En période de crise sociale, le service public audiovisuel multiplie les documentaires sur la pauvreté. Ils nous présentent des inconnus qui souffrent, qui disent leur souffrance devant nous, et on ne peut pas leur tendre la main, on est changés, pétrifiés, réduits à l’état de voyeurs impuissants. C’est le lot des téléspectateurs qui regardent les docs sur la pauvreté française, car la pauvreté étrangère touche moins les nationaux. Et pourquoi ? Parce que les Français seraient racistes ? Non. Parce qu’il faut des fils communs pour que l’émotion passe. S’il n’y en a pas, qu’ils soient culturels, ethniques, historiques ou sociaux, alors l’empathie est plus difficile, l’émotion moins forte, le réflexe naturel d’aide plus ténu, la tension vers l’autre plus aléatoire.
Documentaires animaliers ou l’animalisation du Pauvre
Les documentaires sur les pauvres sont faciles à fabriquer : il suffit de filmer des Pauvres (des créatures ressemblant à des Humains mais de la race pauvre), de les laisser parler, pleurer, et c’est dans la boîte.
L’émotion est au rendez-vous, la peur est là, le voyeurisme est là, pas besoin d’action, l’inaction et la détresse sont le sujet principal, qui se traite tout seul. Besoin d’aucune recherche, d’aucun plan, d’aucune structure (à part trois panneaux de stats qui font genre), rien sur le social, le libéralisme, pas de méta-information. Pauvreté et paresse réalisatrices sont les deux mamelles de ces productions.
Le Pauvre est traqué dans son milieu naturel, un milieu désolé, moche, qui constitue une prison mentale, de celles dont il est le plus difficile de s’échapper. On voit le Pauvre se nourrir, mais il parle plus de nourriture qu’il ne mange, on découvre ce qu’il mange, souvent des pâtes, des patates. Le Pauvre explique qu’il n’a pas le droit à la viande, on ne parle même pas de poisson. Il n’y a pas de vegans chez les Pauvres, ils ont drastiquement besoin de protéines. Derrière les parents de la race pauvre, il y a les enfants.
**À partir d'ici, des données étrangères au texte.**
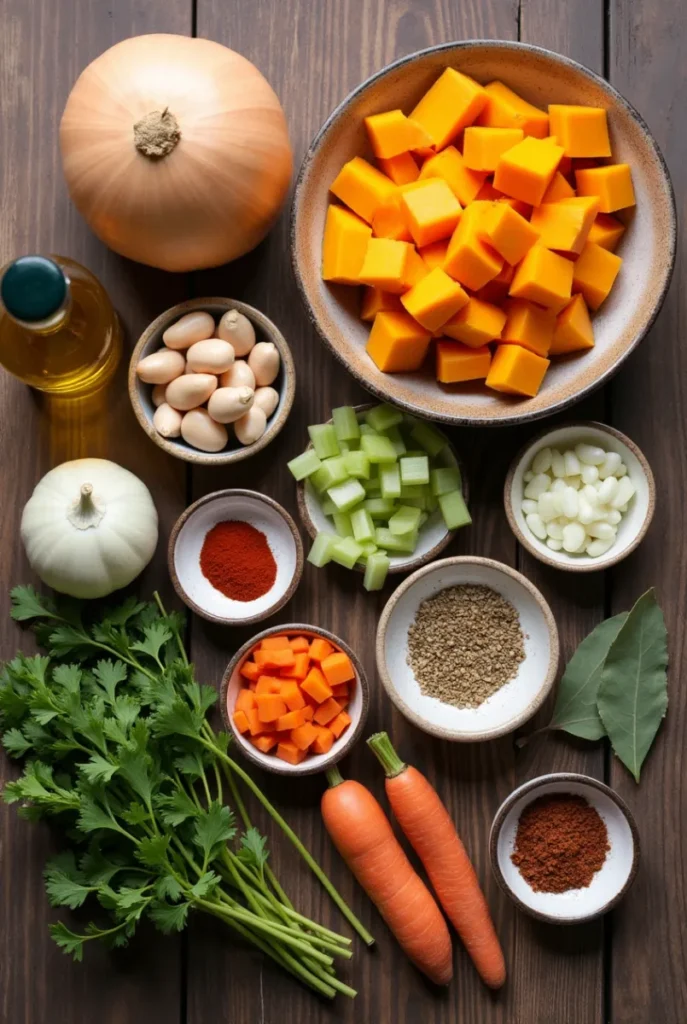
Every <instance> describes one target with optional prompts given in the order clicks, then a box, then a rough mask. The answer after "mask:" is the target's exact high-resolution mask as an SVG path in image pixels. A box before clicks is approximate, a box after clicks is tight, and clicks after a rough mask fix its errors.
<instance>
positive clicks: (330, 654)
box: [220, 624, 369, 775]
mask: <svg viewBox="0 0 687 1024" xmlns="http://www.w3.org/2000/svg"><path fill="white" fill-rule="evenodd" d="M220 707H221V712H222V717H223V719H224V723H225V725H226V727H227V729H230V731H231V733H232V734H233V737H234V739H235V741H237V743H238V744H239V746H240V748H241V749H242V751H243V753H244V754H245V755H246V757H247V758H248V759H249V760H250V761H253V762H254V763H255V764H257V765H259V766H260V767H261V768H265V769H266V770H267V771H271V772H275V773H276V774H280V775H312V774H314V773H315V772H319V771H324V770H325V769H326V768H330V767H331V766H332V765H333V764H336V763H337V761H340V760H341V758H343V757H344V756H345V755H346V754H347V753H348V751H349V750H350V749H351V746H352V745H353V744H354V743H355V741H356V740H357V739H358V737H359V735H360V732H361V730H362V727H363V725H364V722H366V719H367V717H368V707H369V690H368V680H367V678H366V674H364V671H363V669H362V666H361V665H360V662H359V660H358V658H357V657H356V655H355V654H354V653H353V651H352V650H351V649H350V647H349V646H348V645H347V644H346V643H344V641H343V640H340V639H339V638H338V637H336V636H334V634H332V633H329V632H328V631H327V630H323V629H315V628H314V627H312V626H303V625H301V624H291V625H288V626H280V627H276V628H273V629H271V630H265V632H264V633H259V634H258V636H256V637H253V639H252V640H249V641H248V643H246V644H244V646H243V647H242V648H241V650H239V651H238V652H237V654H235V655H234V656H233V658H232V659H231V662H230V663H229V665H228V666H227V669H226V672H225V673H224V678H223V680H222V689H221V696H220Z"/></svg>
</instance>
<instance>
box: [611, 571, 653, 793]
mask: <svg viewBox="0 0 687 1024" xmlns="http://www.w3.org/2000/svg"><path fill="white" fill-rule="evenodd" d="M667 669H668V632H667V630H665V621H664V618H663V613H662V611H661V610H660V607H659V606H658V604H657V602H656V595H655V592H654V591H653V590H648V591H647V592H646V594H643V595H642V596H641V597H640V598H639V600H638V601H637V602H636V604H635V606H634V607H633V609H632V611H631V612H630V614H629V615H628V617H627V620H626V622H625V624H624V625H622V627H621V628H620V630H619V632H618V634H617V636H616V637H615V640H614V641H613V643H612V644H611V646H610V649H609V651H608V654H607V655H606V660H605V663H604V666H603V670H602V673H601V682H600V683H599V689H598V693H597V707H598V709H599V715H600V716H601V721H602V722H603V725H604V727H605V729H606V732H607V734H608V737H609V739H610V741H611V744H612V748H613V752H614V754H615V755H616V756H617V757H618V758H619V759H620V761H621V762H622V764H624V765H625V766H626V768H628V770H629V771H630V772H632V774H633V775H634V777H635V780H636V781H637V782H639V776H640V771H641V768H642V763H643V761H644V759H645V757H646V755H647V754H648V751H649V748H650V746H651V743H652V742H653V738H654V736H655V735H656V732H657V731H658V727H659V725H660V723H661V720H662V718H663V716H664V715H665V709H667V708H668V686H667Z"/></svg>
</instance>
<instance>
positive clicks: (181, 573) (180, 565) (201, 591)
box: [168, 489, 303, 626]
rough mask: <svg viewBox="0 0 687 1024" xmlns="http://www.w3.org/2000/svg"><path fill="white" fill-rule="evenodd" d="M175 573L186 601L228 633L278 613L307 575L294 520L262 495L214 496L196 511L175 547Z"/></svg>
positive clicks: (194, 511) (259, 494)
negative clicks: (279, 609)
mask: <svg viewBox="0 0 687 1024" xmlns="http://www.w3.org/2000/svg"><path fill="white" fill-rule="evenodd" d="M168 562H169V571H170V575H171V578H172V583H173V584H174V589H175V590H176V592H177V594H178V595H179V597H180V598H181V600H182V601H183V602H184V603H185V604H187V605H188V607H189V608H191V610H192V611H195V612H197V614H199V615H202V616H203V617H204V618H208V620H209V621H210V622H213V623H220V624H222V625H224V626H244V625H247V624H250V623H259V622H261V621H262V620H263V618H267V617H268V616H269V615H272V614H274V612H275V611H278V609H280V608H282V607H283V606H284V605H285V604H286V603H287V601H288V600H289V599H290V598H291V596H292V595H293V593H294V592H295V590H296V588H297V587H298V584H299V583H300V579H301V575H302V572H303V545H302V543H301V539H300V536H299V532H298V529H297V528H296V524H295V522H294V520H293V519H292V518H291V516H290V515H289V513H288V512H287V511H286V510H285V509H283V508H282V506H281V505H278V504H277V503H276V502H274V501H272V499H271V498H267V497H266V496H265V495H260V494H258V493H257V492H256V490H242V489H232V490H216V492H215V493H214V494H211V495H206V496H205V498H201V499H199V501H197V502H195V503H194V504H192V505H190V506H189V507H188V508H187V509H186V510H185V512H182V514H181V515H180V516H179V518H178V519H177V521H176V523H175V525H174V528H173V529H172V534H171V536H170V539H169V549H168Z"/></svg>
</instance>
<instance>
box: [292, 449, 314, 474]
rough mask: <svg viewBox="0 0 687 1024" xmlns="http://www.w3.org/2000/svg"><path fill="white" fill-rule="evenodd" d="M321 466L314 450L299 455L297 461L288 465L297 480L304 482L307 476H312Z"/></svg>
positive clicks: (309, 449)
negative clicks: (302, 480) (317, 469)
mask: <svg viewBox="0 0 687 1024" xmlns="http://www.w3.org/2000/svg"><path fill="white" fill-rule="evenodd" d="M320 466H321V462H320V461H319V458H318V456H317V455H316V453H315V451H314V449H306V451H305V452H303V454H302V455H297V456H296V458H295V459H292V460H291V462H288V463H287V467H288V468H289V469H290V470H291V473H292V475H293V476H295V477H296V479H297V480H304V479H305V477H306V476H311V475H312V473H314V472H315V470H316V469H319V467H320Z"/></svg>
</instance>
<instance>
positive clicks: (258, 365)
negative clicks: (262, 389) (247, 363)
mask: <svg viewBox="0 0 687 1024" xmlns="http://www.w3.org/2000/svg"><path fill="white" fill-rule="evenodd" d="M280 362H281V359H280V353H278V349H277V348H276V345H274V344H273V342H271V341H259V342H258V343H257V345H254V346H253V348H252V349H251V351H250V353H249V356H248V365H249V367H250V368H251V370H252V371H253V373H254V374H255V383H256V384H257V385H258V387H265V386H266V385H267V384H271V383H272V382H273V381H275V380H276V375H277V374H278V372H280Z"/></svg>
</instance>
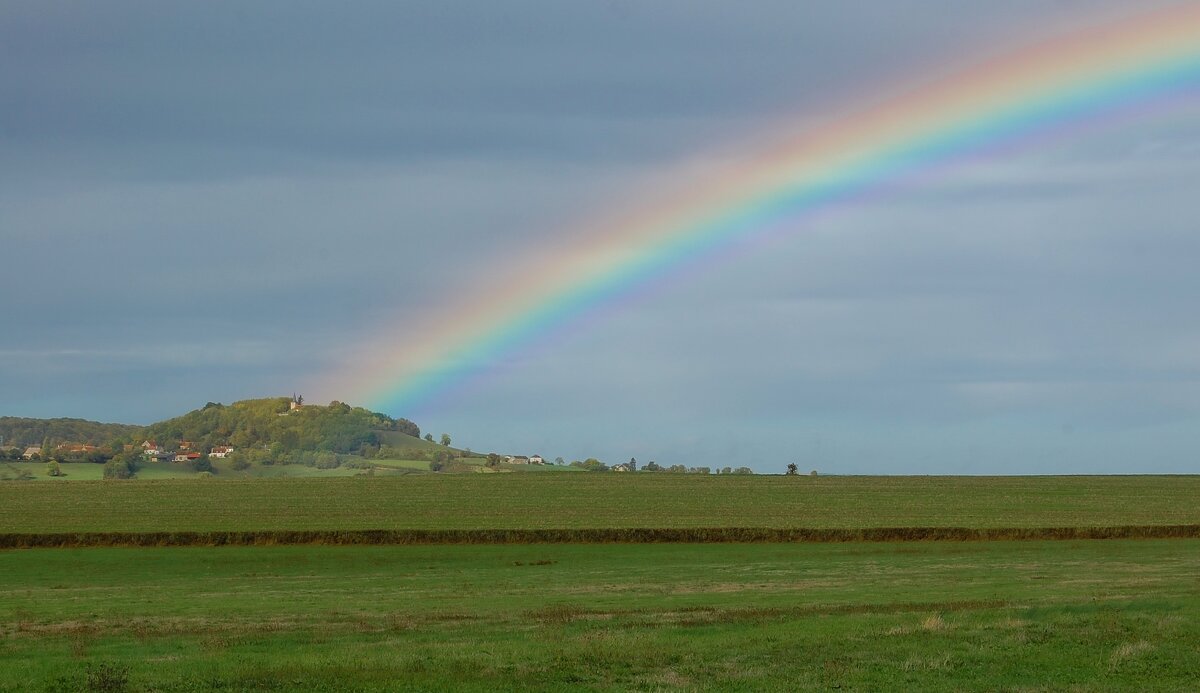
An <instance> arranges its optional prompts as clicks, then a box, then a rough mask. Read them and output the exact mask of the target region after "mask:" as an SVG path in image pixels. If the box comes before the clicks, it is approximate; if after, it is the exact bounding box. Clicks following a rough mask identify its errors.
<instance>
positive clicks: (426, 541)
mask: <svg viewBox="0 0 1200 693" xmlns="http://www.w3.org/2000/svg"><path fill="white" fill-rule="evenodd" d="M1126 538H1200V524H1188V525H1118V526H1067V528H954V526H944V528H937V526H929V528H863V529H805V528H790V529H788V528H628V529H442V530H432V529H401V530H250V531H170V532H48V534H18V532H10V534H0V549H31V548H71V547H194V546H198V547H218V546H274V544H330V546H388V544H400V546H402V544H538V543H600V544H602V543H838V542H976V541H1037V540H1126Z"/></svg>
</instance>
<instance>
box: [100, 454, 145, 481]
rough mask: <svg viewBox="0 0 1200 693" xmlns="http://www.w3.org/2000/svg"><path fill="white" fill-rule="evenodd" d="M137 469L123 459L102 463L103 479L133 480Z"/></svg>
mask: <svg viewBox="0 0 1200 693" xmlns="http://www.w3.org/2000/svg"><path fill="white" fill-rule="evenodd" d="M136 471H137V469H136V468H134V466H133V464H132V463H130V462H128V460H125V459H118V458H114V459H110V460H108V462H106V463H104V478H133V475H134V472H136Z"/></svg>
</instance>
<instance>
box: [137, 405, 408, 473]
mask: <svg viewBox="0 0 1200 693" xmlns="http://www.w3.org/2000/svg"><path fill="white" fill-rule="evenodd" d="M385 430H396V432H400V433H403V434H406V435H410V436H413V438H416V436H420V434H421V429H420V428H419V427H418V426H416V424H415V423H413V422H412V421H408V420H406V418H392V417H390V416H388V415H385V414H379V412H376V411H370V410H367V409H364V408H361V406H350V405H349V404H343V403H341V402H331V403H330V404H329V405H326V406H317V405H311V404H305V405H301V406H298V408H294V409H293V408H292V400H290V399H289V398H287V397H274V398H268V399H246V400H242V402H235V403H234V404H229V405H224V404H216V403H212V402H210V403H209V404H206V405H205V406H204V408H203V409H197V410H196V411H191V412H188V414H185V415H184V416H179V417H175V418H170V420H167V421H162V422H158V423H155V424H152V426H148V427H146V428H145V429H143V430H142V432H140V433H139V435H140V436H142V438H143V439H152V440H156V441H157V442H158V444H160V445H166V446H170V445H172V444H174V442H178V441H182V440H187V441H191V442H192V444H193V445H192V450H196V451H199V452H208V451H209V450H210V448H211V447H215V446H218V445H230V446H233V447H234V448H235V450H244V451H245V450H251V448H254V450H263V451H266V452H268V453H269V456H270V458H271V459H272V460H275V462H283V460H284V459H286V457H287V456H288V454H289V453H294V452H301V451H304V452H329V453H337V454H360V453H361V452H362V451H364V450H377V448H378V446H379V444H380V435H379V432H385ZM131 442H138V441H134V440H131Z"/></svg>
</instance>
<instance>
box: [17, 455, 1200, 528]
mask: <svg viewBox="0 0 1200 693" xmlns="http://www.w3.org/2000/svg"><path fill="white" fill-rule="evenodd" d="M305 469H307V468H305ZM1196 499H1200V476H1129V477H1115V476H1102V477H1084V476H1072V477H852V476H851V477H835V476H829V477H820V478H810V477H803V476H802V477H782V476H697V475H667V474H661V475H650V474H637V475H617V474H586V472H580V474H494V475H419V476H404V477H394V478H378V477H377V478H367V477H349V478H284V480H268V478H262V480H254V478H245V480H229V478H220V477H214V478H210V480H203V481H200V480H162V481H125V482H120V481H90V482H78V483H28V482H10V483H0V507H2V508H4V510H5V512H4V513H2V514H0V534H5V532H79V531H134V532H136V531H205V530H228V531H239V530H323V529H324V530H356V529H522V528H529V529H540V528H551V529H577V528H707V526H750V528H906V526H966V528H1045V526H1112V525H1177V524H1198V523H1200V502H1196Z"/></svg>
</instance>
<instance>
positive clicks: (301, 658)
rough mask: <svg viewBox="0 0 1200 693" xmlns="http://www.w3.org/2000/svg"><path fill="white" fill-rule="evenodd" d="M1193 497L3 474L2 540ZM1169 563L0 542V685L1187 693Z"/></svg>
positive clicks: (702, 479)
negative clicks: (135, 534) (24, 543)
mask: <svg viewBox="0 0 1200 693" xmlns="http://www.w3.org/2000/svg"><path fill="white" fill-rule="evenodd" d="M396 471H397V472H402V471H403V470H401V469H397V470H396ZM1196 498H1200V477H1196V476H1174V477H1166V476H1160V477H1152V476H1132V477H820V478H811V477H782V476H770V477H768V476H751V477H744V476H722V477H716V476H713V477H707V476H695V475H678V476H677V475H643V474H638V475H614V474H587V472H581V474H545V475H541V474H491V475H474V474H466V475H431V474H422V475H412V476H403V477H401V476H396V477H341V478H332V477H328V478H221V477H220V476H218V477H214V478H209V480H203V481H200V480H196V478H186V480H173V478H164V480H161V481H125V482H118V481H78V482H76V483H31V482H8V483H0V508H4V512H2V513H0V535H5V534H13V532H42V534H52V535H53V534H55V532H59V534H65V532H154V531H205V530H227V531H246V530H302V529H311V530H353V529H397V530H402V529H432V530H437V529H464V530H473V529H474V530H488V529H532V530H536V529H587V528H599V529H605V528H617V529H620V528H684V529H686V528H738V526H750V528H755V526H756V528H824V529H853V528H908V526H932V528H938V526H941V528H954V526H962V528H983V529H986V528H1052V526H1067V528H1087V526H1118V525H1139V526H1163V525H1192V524H1198V523H1200V504H1196V501H1195V499H1196ZM1196 576H1200V540H1196V538H1174V540H1103V541H1100V540H1093V541H1020V542H1013V541H973V542H912V541H898V542H892V543H870V542H856V543H835V544H806V543H755V544H738V543H725V544H683V543H660V544H626V543H618V544H588V543H576V544H570V543H564V544H546V543H542V544H499V546H353V547H350V546H344V547H337V546H308V544H305V546H258V547H218V548H211V547H175V548H55V549H50V548H42V549H31V550H0V691H89V689H90V691H146V692H149V691H397V689H402V691H407V689H413V691H580V689H583V691H674V689H684V691H708V689H715V691H803V689H814V691H815V689H830V688H840V689H852V691H900V689H920V691H1194V689H1195V682H1196V681H1198V680H1200V580H1198V578H1196Z"/></svg>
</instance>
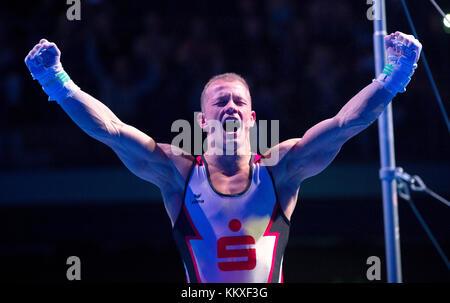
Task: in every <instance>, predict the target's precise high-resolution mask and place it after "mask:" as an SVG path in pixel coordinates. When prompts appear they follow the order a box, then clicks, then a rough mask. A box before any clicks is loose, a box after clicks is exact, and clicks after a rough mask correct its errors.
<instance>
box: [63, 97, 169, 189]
mask: <svg viewBox="0 0 450 303" xmlns="http://www.w3.org/2000/svg"><path fill="white" fill-rule="evenodd" d="M60 105H61V107H62V108H63V110H64V111H65V112H66V113H67V114H68V115H69V116H70V118H71V119H72V120H73V121H74V122H75V123H76V124H77V125H78V126H79V127H80V128H81V129H82V130H83V131H84V132H86V133H87V134H88V135H89V136H91V137H92V138H94V139H96V140H98V141H100V142H102V143H104V144H106V145H108V146H109V147H111V148H112V149H113V150H114V152H115V153H116V154H117V156H118V157H119V158H120V159H121V160H122V162H123V163H124V164H125V166H126V167H127V168H128V169H129V170H130V171H131V172H133V173H134V174H135V175H137V176H138V177H140V178H142V179H144V180H146V181H150V182H152V183H154V184H155V185H157V186H158V187H160V188H161V187H163V188H164V187H165V186H166V185H167V182H168V180H173V178H174V174H175V172H176V171H175V167H173V166H172V165H170V159H169V158H168V157H167V155H166V153H165V152H166V151H167V152H170V150H167V149H165V150H164V146H162V145H161V144H157V143H156V142H155V141H154V140H153V139H152V138H151V137H149V136H148V135H146V134H144V133H143V132H141V131H139V130H138V129H136V128H134V127H133V126H131V125H128V124H125V123H123V122H122V121H121V120H120V119H119V118H118V117H117V116H116V115H115V114H114V113H113V112H112V111H111V110H110V109H109V108H108V107H106V106H105V105H104V104H103V103H101V102H100V101H98V100H97V99H95V98H94V97H92V96H90V95H89V94H87V93H85V92H83V91H81V90H79V91H78V92H76V93H75V94H74V95H73V96H72V97H68V98H66V99H65V100H63V101H62V102H60Z"/></svg>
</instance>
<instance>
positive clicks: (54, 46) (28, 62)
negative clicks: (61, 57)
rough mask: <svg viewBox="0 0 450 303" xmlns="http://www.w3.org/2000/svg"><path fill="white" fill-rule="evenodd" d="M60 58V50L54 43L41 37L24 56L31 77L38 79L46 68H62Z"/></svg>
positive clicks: (38, 79)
Qui acceptent leur sort, essayent de se sortir de la spirale fatale qui les entraîne vers le bas, le tourbillon de la mort sociale.
Le doc sur le Pauvre n’est pas seulement un doc animalier sur la race pauvre. C’est un doc de guerre, de guerre sur la fatalité, les mauvais coups du destin, le viol, l’alcool, la violence, la précarité (c’est plus acceptable par la socio-culture bourgeoise que pauvreté ou misère), la fracture psychologique, le handicap, la maladie, le retard scolaire, la désocialisation.
Doc de guerre car le téléspectateur se sent deux fois plus en sécurité : voir les autres souffrir de la mort économique lente c’est rassurant : la foudre est tombée à côté.
Masturbation sociale forcée des nantis devant les démunis
Le documentaire contre la pauvreté est à opposer au documentaire sur la pauvreté. L’un donne des pistes, des moyens d’action, l’autre des émotions, celles de la supériorité du regardant sur le regardé. Le premier est une proposition d’action par la prise de conscience de la situation locale et globale, le second un exercice sadique fait pour séparer les Pauvres des nantis et jouir de la distance ainsi maintenue.
La pauvreté n’est pas que pauvreté matérielle, elle est aussi langagière. Le milieu dans lequel se débattent ces enfants pauvres, ou enfants de Pauvres, est une zone délimitée par un langage. Et plus ce langage est limité, plus le milieu naturel du Pauvre est limité, avec de hauts murs qui interdisent de passer de l’autre côté. C’est à peu près la seule réflexion des auteurs du documentaire :
En France, trois millions d’enfants vivent sous le seuil de pauvreté. Un jeune sur cinq. Grandir pauvre, c’est grandir à l’étroit dans son logement, dans son corps, dans ses mots. C’est, au plus profond, être atteint dans sa dignité. Sofia, Benjamin, Jassim et Brocéliande ont entre 13 et 21 ans. Ils ressemblent à nos enfants ou nos petits-enfants, avec les mêmes sourires, les mêmes vannes, et les mêmes rêves. « À la fin du mois, quand t’ouvres le frigo, y a que de la lumière ! » s’amuse Sofia. À 13 ans, dans son foyer d’ATD Quart Monde, elle semble s’accommoder de tout. Une chose la met en colère : avoir été orientée en classe spécialisée, « alors que je suis comme les autres ! ». Benjamin, 15 ans, constate qu’il n’est jamais invité aux anniversaires « car il faut toujours acheter des cadeaux. Les autres, c’est ce qui leur crée de l’amitié ». Jassim, 18 ans, se rebaptise Louis pour draguer les filles quand il sort. Pas simple de venir d’une cité, « quand t’as même pas de quoi offrir un kebab à ta copine ». Brocéliande fouillait dans les poubelles avec son père. Aujourd’hui elle est orpheline, et en veut à ses parents parce qu’« on n’avait pas de quoi acheter du dentifrice, et que je passais pour une fille sale à l’école ».
Une décroissance pas très branchée
Montrer la pauvreté brute ne sert à rien, sauf à rassurer les nantis, ceux qui ne connaissent pas le besoin.
Le film est produit par Capa, la société de production qui alimente depuis des années les chaînes du service public et Canal+, c’est l’une des sources télévisuelles les plus radioactives en bien-pensance.
Et la chose est présentée – quel travail ! – par Marie Drucker, qui symbolise la préférence népotique qui étouffe la télé française.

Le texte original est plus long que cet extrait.